Now, when you want to delete a vertex $v$, mark the entire subtree rooted at $v$ (in the shortest path tree). Delete this from the shortest path tree, and process each of the nodes in that subtree to re-calculate their distance from $s$. You can process those vertices in topological sorted order, and compute the updated distance for vertex $x$ by the standard formula $d(x) = \min \{1+d(w) : (w,x) \in E\}$. The running time will be proportional to the size of the subtree you deleted. Whether this is efficient in practice will depend on the structure of the graph and the nodes that you delete.
More sophisticated solutions
This kind of problem has been studied extensively in the literature. The keyword you want to use is "dynamic shortest paths". Here dynamic refers to the fact that the graph can change. In your case, you want to support vertex deletions. So, I suggest you spend some quality time with the research literature to review the known algorithms for dynamic shortest paths with vertex deletions. Alternatively, look for algorithms for dynamic shortest paths with edge deletions (since when you delete a vertex you're probably going to delete all edges incident on that vertex as well).

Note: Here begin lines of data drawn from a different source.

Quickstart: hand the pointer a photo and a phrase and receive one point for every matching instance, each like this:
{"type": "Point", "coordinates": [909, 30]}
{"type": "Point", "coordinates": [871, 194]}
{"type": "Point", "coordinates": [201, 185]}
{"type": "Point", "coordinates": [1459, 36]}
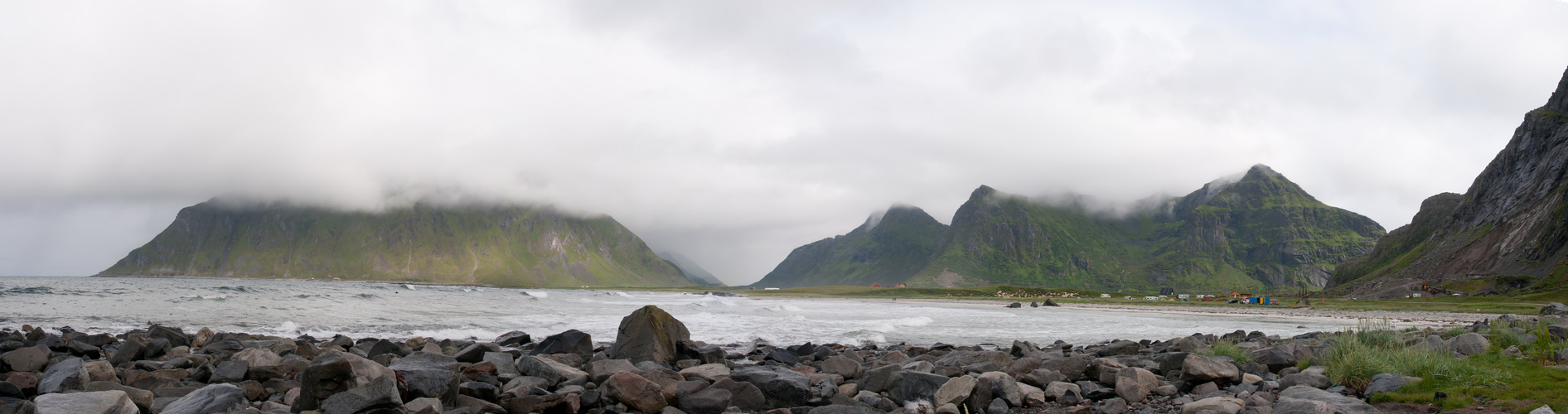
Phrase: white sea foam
{"type": "Point", "coordinates": [323, 310]}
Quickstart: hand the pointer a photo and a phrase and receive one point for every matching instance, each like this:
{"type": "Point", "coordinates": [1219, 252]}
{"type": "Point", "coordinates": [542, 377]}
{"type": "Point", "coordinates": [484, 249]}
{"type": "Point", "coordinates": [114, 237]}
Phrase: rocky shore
{"type": "Point", "coordinates": [653, 366]}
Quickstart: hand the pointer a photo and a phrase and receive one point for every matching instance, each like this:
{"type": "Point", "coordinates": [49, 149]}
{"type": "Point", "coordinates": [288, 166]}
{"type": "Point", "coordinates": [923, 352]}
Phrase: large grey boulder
{"type": "Point", "coordinates": [549, 369]}
{"type": "Point", "coordinates": [954, 391]}
{"type": "Point", "coordinates": [916, 386]}
{"type": "Point", "coordinates": [603, 369]}
{"type": "Point", "coordinates": [378, 396]}
{"type": "Point", "coordinates": [336, 372]}
{"type": "Point", "coordinates": [706, 372]}
{"type": "Point", "coordinates": [140, 397]}
{"type": "Point", "coordinates": [1072, 368]}
{"type": "Point", "coordinates": [636, 392]}
{"type": "Point", "coordinates": [99, 402]}
{"type": "Point", "coordinates": [258, 356]}
{"type": "Point", "coordinates": [782, 386]}
{"type": "Point", "coordinates": [1223, 405]}
{"type": "Point", "coordinates": [209, 399]}
{"type": "Point", "coordinates": [1311, 400]}
{"type": "Point", "coordinates": [1200, 369]}
{"type": "Point", "coordinates": [1469, 344]}
{"type": "Point", "coordinates": [27, 359]}
{"type": "Point", "coordinates": [1305, 378]}
{"type": "Point", "coordinates": [430, 377]}
{"type": "Point", "coordinates": [745, 396]}
{"type": "Point", "coordinates": [648, 335]}
{"type": "Point", "coordinates": [65, 377]}
{"type": "Point", "coordinates": [573, 340]}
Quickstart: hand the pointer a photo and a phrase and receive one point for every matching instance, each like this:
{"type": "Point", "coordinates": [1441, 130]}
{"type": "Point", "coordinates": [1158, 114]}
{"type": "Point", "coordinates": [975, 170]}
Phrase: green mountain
{"type": "Point", "coordinates": [1508, 233]}
{"type": "Point", "coordinates": [692, 270]}
{"type": "Point", "coordinates": [885, 250]}
{"type": "Point", "coordinates": [1258, 233]}
{"type": "Point", "coordinates": [427, 243]}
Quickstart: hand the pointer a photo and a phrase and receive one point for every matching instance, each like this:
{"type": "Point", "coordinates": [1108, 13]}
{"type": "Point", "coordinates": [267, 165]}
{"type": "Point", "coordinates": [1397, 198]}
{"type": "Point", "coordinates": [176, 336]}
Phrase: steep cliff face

See, e.g., Retrieving the shortest path of a dynamic graph and How to approach Dynamic graph related problems and https://cstheory.stackexchange.com/q/17135/5038 and https://cstheory.stackexchange.com/q/11855/5038 for some entry points into the literature. Those algorithms apply to arbitrary graphs, but it might be possible to exploit the fact that your graph is actually a DAG to get even better performance.